The dollar wore-off slightly before the Federal Reserve meeting tomorrow. What are the chances for a hawkish message from the FOMC? Slight growths on the zloty. However, the Polish currency remains weak.
Most important macro data (CET – Central European Time). Estimations of macro data are based on Bloomberg information, unless marked otherwise.
- No macro data that could significantly impact the analyzed currency pairs.
Dollar’s slight overvalue
Tomorrow, we will know the result of one of the most important Federal Reserve’s meeting recently. After recent growth of the dollar, as well as of profitability of the American treasury bonds, we observed a work-off of the recent trends. The EUR/USD was testing the area of 1.0650 and the USD/JPY went below the level of 115.00. Nevertheless, the dollar regained a portion of its value before noon. However, investors don’t seem convinced to the scenario of a relatively hawkish message from the FOMC.

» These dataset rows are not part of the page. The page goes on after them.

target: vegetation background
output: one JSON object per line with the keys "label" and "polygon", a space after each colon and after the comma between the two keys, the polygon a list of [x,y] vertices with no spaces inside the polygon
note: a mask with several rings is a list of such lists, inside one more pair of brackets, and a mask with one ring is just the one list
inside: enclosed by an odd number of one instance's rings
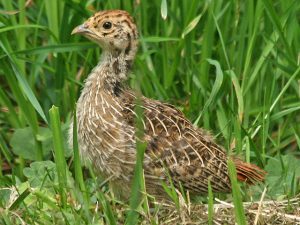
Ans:
{"label": "vegetation background", "polygon": [[71,31],[103,9],[127,10],[138,24],[130,86],[174,104],[229,154],[268,172],[264,185],[242,187],[244,201],[264,186],[266,199],[299,194],[298,0],[1,0],[1,224],[125,221],[126,203],[91,168],[82,174],[78,149],[66,144],[83,81],[101,54]]}

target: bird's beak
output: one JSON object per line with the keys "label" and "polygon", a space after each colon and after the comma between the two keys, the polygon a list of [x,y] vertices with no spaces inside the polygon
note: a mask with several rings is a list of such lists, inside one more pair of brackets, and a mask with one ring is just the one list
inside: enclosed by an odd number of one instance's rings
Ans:
{"label": "bird's beak", "polygon": [[85,24],[81,24],[77,27],[75,27],[72,31],[72,35],[73,34],[84,34],[84,33],[89,33],[90,30],[88,29],[88,27]]}

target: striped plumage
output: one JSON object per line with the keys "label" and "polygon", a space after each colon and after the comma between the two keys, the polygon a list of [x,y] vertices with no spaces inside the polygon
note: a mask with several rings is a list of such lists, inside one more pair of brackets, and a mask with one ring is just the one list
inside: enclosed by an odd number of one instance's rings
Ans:
{"label": "striped plumage", "polygon": [[[136,94],[123,81],[138,47],[138,32],[131,16],[121,10],[96,13],[72,33],[80,33],[103,49],[99,64],[88,76],[77,103],[78,142],[81,155],[98,172],[130,193],[136,159]],[[167,171],[176,187],[206,193],[208,180],[215,192],[231,190],[227,160],[210,134],[195,128],[175,107],[140,97],[143,108],[146,190],[165,197],[161,181]],[[72,134],[72,126],[70,129]],[[70,135],[72,137],[72,135]],[[72,140],[70,138],[70,142]],[[261,181],[264,171],[233,159],[238,178]]]}

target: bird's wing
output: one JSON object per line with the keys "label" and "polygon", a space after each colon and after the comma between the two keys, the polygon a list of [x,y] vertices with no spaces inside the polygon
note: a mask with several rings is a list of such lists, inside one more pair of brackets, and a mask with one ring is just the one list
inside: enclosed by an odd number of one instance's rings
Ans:
{"label": "bird's wing", "polygon": [[[133,94],[126,98],[125,118],[134,126],[138,100]],[[152,159],[146,173],[165,178],[169,173],[175,186],[181,183],[191,192],[207,192],[208,180],[214,191],[230,191],[227,156],[207,132],[195,128],[172,105],[142,97],[139,106],[143,109],[145,154]]]}

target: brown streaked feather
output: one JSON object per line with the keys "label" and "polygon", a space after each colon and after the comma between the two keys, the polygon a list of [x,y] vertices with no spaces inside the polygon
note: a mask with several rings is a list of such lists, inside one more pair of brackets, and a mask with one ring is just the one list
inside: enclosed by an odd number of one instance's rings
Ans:
{"label": "brown streaked feather", "polygon": [[[111,22],[111,28],[102,25]],[[103,57],[86,80],[77,103],[78,143],[83,158],[111,182],[130,192],[136,161],[136,102],[143,109],[146,189],[166,198],[161,182],[191,193],[231,191],[225,151],[205,130],[196,128],[176,107],[124,88],[138,49],[138,31],[122,10],[96,13],[74,29],[103,48]],[[72,125],[70,139],[72,143]],[[265,172],[234,158],[240,181],[262,181]]]}

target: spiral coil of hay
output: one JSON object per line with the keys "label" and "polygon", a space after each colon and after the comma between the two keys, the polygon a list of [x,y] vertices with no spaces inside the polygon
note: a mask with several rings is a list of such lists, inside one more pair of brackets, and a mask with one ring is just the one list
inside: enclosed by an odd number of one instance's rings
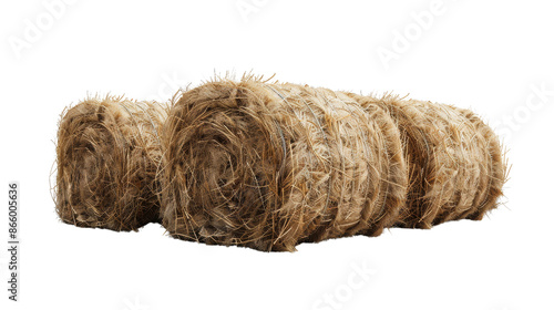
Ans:
{"label": "spiral coil of hay", "polygon": [[404,199],[399,142],[382,110],[340,92],[254,78],[204,84],[164,125],[164,226],[261,250],[378,235]]}
{"label": "spiral coil of hay", "polygon": [[64,111],[54,188],[62,221],[113,230],[160,221],[158,128],[166,110],[154,102],[106,96]]}
{"label": "spiral coil of hay", "polygon": [[481,219],[496,207],[506,178],[502,147],[471,111],[393,95],[351,96],[386,110],[401,132],[410,186],[396,226]]}
{"label": "spiral coil of hay", "polygon": [[294,250],[481,219],[505,182],[470,111],[252,76],[183,93],[162,136],[163,225],[207,244]]}
{"label": "spiral coil of hay", "polygon": [[57,211],[76,226],[264,251],[388,227],[479,220],[506,162],[469,110],[245,76],[167,108],[122,97],[65,111]]}

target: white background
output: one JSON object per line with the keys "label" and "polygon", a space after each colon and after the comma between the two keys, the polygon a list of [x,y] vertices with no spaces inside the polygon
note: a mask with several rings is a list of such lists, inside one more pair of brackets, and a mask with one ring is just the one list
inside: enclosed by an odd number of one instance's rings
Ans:
{"label": "white background", "polygon": [[[2,1],[0,308],[554,309],[553,11],[550,1]],[[250,70],[473,108],[510,149],[505,204],[482,221],[294,254],[174,240],[158,225],[59,221],[49,178],[64,106],[88,93],[168,100],[214,72]],[[10,180],[21,185],[18,303],[3,289]]]}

This is partially a result of the fact that the majority of investment banks don’t expect any larger changes in Fed’s announcement. Bloomberg took note that BNP, JPMorgan and Morgan Stanley expect the scatter plot (the Fed members estimations regarding the future interest rates) will remain approximately the same.
On one hand, relatively limited expectations regarding modification in Fed’s message may cause that the demand for the dollar will be relatively limited as well. On the other, if the Federal Reserve changes its attitude to more hawkish, the reaction on the dollar may be strong. This would cause the EUR/USD to reach the area of 1.0500, which is near its approximately fifteen-year minimum. We think that the risk of a scenario which is alternative against the consensus, is relatively high.

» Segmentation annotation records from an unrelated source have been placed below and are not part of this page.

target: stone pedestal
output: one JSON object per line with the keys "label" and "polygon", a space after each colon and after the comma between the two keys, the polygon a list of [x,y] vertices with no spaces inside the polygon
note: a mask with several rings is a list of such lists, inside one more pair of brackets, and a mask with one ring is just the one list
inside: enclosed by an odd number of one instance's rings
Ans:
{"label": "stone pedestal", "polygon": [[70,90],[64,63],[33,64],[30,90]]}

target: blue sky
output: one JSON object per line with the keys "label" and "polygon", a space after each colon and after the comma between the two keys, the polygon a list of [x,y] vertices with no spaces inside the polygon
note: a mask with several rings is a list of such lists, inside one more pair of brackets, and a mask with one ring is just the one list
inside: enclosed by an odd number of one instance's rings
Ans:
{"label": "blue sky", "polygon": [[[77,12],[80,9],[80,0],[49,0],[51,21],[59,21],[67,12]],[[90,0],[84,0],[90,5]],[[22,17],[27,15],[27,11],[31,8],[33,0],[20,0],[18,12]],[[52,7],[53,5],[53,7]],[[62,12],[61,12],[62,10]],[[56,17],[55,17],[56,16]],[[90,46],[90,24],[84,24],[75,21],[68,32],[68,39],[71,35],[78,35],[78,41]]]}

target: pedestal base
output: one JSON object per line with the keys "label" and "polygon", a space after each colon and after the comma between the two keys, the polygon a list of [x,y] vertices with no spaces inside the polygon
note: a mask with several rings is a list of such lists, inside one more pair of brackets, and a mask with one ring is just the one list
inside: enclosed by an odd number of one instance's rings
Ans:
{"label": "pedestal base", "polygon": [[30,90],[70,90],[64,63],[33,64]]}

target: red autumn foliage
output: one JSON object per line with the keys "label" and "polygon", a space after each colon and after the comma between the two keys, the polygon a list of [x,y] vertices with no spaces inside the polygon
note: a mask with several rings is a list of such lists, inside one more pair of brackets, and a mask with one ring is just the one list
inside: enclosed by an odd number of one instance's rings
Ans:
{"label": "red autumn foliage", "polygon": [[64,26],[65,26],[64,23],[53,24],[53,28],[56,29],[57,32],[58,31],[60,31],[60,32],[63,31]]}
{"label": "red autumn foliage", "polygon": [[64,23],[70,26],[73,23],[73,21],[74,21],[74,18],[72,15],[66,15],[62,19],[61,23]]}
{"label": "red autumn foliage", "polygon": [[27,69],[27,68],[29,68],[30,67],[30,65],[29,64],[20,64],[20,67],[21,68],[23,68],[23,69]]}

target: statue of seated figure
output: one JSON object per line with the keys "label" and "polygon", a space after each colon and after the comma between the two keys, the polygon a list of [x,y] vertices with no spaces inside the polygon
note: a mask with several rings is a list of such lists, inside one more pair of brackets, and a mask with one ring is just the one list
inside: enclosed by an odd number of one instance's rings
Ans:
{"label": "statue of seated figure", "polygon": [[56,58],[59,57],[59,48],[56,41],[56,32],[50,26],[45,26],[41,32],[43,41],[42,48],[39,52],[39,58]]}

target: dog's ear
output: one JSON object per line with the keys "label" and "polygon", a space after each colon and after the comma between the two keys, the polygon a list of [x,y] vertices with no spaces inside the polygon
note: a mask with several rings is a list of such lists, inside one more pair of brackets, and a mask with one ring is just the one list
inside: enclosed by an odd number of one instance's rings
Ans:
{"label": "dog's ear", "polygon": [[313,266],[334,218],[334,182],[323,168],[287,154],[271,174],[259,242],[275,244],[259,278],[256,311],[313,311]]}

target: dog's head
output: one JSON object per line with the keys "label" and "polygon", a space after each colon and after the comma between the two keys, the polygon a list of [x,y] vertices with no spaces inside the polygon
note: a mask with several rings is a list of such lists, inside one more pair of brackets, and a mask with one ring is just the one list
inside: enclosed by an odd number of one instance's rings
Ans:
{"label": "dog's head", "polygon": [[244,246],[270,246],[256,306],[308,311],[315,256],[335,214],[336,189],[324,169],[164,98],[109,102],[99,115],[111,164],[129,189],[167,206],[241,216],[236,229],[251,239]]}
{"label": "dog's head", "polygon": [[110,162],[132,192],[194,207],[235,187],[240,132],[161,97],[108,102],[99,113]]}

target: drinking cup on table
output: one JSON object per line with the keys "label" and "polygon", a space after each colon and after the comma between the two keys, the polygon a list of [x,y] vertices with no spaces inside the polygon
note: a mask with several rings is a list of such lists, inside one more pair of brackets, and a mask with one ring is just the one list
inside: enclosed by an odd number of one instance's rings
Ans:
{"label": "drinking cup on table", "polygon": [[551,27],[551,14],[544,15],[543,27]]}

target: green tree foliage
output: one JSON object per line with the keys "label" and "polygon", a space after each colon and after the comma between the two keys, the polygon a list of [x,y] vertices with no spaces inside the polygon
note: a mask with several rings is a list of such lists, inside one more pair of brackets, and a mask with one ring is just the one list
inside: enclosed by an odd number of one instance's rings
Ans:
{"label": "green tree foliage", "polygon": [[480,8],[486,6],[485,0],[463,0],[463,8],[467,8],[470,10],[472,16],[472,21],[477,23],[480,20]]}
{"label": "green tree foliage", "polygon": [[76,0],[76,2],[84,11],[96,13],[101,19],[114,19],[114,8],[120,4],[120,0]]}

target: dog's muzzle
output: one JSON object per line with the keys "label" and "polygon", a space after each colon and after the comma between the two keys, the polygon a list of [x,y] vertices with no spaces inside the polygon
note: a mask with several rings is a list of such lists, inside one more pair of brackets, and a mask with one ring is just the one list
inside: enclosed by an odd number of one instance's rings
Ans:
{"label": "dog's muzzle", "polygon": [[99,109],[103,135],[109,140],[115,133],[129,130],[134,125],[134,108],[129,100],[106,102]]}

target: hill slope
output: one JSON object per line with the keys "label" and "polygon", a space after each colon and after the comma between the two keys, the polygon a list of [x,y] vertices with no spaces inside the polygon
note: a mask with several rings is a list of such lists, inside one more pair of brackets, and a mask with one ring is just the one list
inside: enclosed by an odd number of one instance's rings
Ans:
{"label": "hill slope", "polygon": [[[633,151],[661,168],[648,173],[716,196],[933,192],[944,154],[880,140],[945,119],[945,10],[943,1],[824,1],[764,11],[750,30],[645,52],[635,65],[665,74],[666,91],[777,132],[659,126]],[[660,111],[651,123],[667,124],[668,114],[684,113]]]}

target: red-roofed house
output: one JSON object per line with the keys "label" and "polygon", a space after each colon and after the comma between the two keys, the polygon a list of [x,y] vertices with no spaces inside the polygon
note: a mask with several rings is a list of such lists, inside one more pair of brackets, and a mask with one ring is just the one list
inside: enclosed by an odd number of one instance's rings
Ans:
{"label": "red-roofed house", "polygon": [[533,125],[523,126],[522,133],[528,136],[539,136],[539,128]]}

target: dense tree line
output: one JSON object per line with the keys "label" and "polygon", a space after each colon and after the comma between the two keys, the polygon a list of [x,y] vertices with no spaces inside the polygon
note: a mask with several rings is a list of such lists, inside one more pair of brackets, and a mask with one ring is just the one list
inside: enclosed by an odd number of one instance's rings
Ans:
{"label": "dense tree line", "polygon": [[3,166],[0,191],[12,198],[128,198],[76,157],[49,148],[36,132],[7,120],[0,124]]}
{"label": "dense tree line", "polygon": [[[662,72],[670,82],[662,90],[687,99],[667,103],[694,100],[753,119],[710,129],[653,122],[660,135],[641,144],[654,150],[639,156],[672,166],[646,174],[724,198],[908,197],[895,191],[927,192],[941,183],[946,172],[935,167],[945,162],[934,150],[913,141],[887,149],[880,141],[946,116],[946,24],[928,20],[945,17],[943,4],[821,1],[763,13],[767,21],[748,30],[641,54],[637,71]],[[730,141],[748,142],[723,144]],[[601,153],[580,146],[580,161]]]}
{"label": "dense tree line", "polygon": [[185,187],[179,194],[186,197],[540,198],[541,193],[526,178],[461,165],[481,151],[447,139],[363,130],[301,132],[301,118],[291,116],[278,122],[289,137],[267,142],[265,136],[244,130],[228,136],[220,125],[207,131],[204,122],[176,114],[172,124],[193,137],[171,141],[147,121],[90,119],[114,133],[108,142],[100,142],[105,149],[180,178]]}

Arguments in favor of hawkish Fed
In March, the Fed expectation median showed that interest rates should reach the level of 1.9% by the end of 2017. This value was decreased to 1.6% in June and then to 1.1% in September. Meanwhile, the Federal Reserve members were saying that there is a need for the fiscal policy actions, in order to revive the economic growth, as well as to increase productivity.
However, this is the first time in many years that the economy may actually receive a strong fiscal support. There is a large chance that the Republican administration will at least implement a portion of Trump’s postulates from the presidential campaign (decrease in taxes for enterprises and wealthy households, decrease in regulations, increase in infrastructural expenses). According to the OECD studies, this could increase the economic growth to 3% in 2018. This is 1 percentage point more than the Fed estimated in September.
However, it’s worth noting that not only the announcement of fiscal actions speaks in favor of hawkish Fed. The base case inflation nears the Federal Reserve goal, the labor market shows that the American economy is basically at the moment of full employment, accelerating indexes (ISM for services, as well as for industry) and the consumer sentiment index is at its maximum (according to Conference Board, as well as to the University of Michigan). This goes to show that the economy is currently developing according to its potential and that a strong fiscal support may increase the risk of a slight economic overheat.
We can currently ignore the arguments of the strong dollar, as well as of high financing costs that could wear-off the economic growth. The dollar’s strength is a result of positive economic trends (perspective of higher economic growth), instead of negative crisis tendencies, as well as of the capital’s escape to safe coasts. Worse conditions for enterprises should be compensated with higher incomes from increasing income.
We must also keep in mind that higher interest rates give the Federal Reserve space for creating the future monetary policy. This is a good moment to take advantage of this situation and suggest a more steep path for interest rates. This is especially taking into consideration that the market basically demands it (the recent increase in profitability of treasury bonds).
In conclusion, we think that there is a large chance for a suggestion of three rate hikes (by 25 base case points each) in 2017 by the Federal Reserve. Even if this doesn’t happen, there will be some hawkish elements in this meeting, which will suggest a more restrictive approach in the future. This should be a positive signal for the dollar for the forthcoming weeks.
Slight growth on zloty
The zloty’s value increased slightly at noon. The EUR/USD went down to the area of 4.44 and the dollar is below 4.20 PLN. Slight growth was also observed on the PLN/HUF. The trade on the zloty should be relatively calm in the forthcoming hours, due to the fact that investors will most likely avoid larger moves before the FOMC meeting.
If the FOMC message is relatively hawkish, this may be unfavorable for the zloty. The EUR/PLN would return to the range of 4.45-4.50 and the USD/PLN would reach the range of 4.25-4.30. However, we don’t expect the EUR/PLN to remain above the 4.45 level for long. Moreover, if the Fed sustains its dovish attitude, the EUR/PLN and the USD/PLN may decline to 4.40 and 4.10, respectively.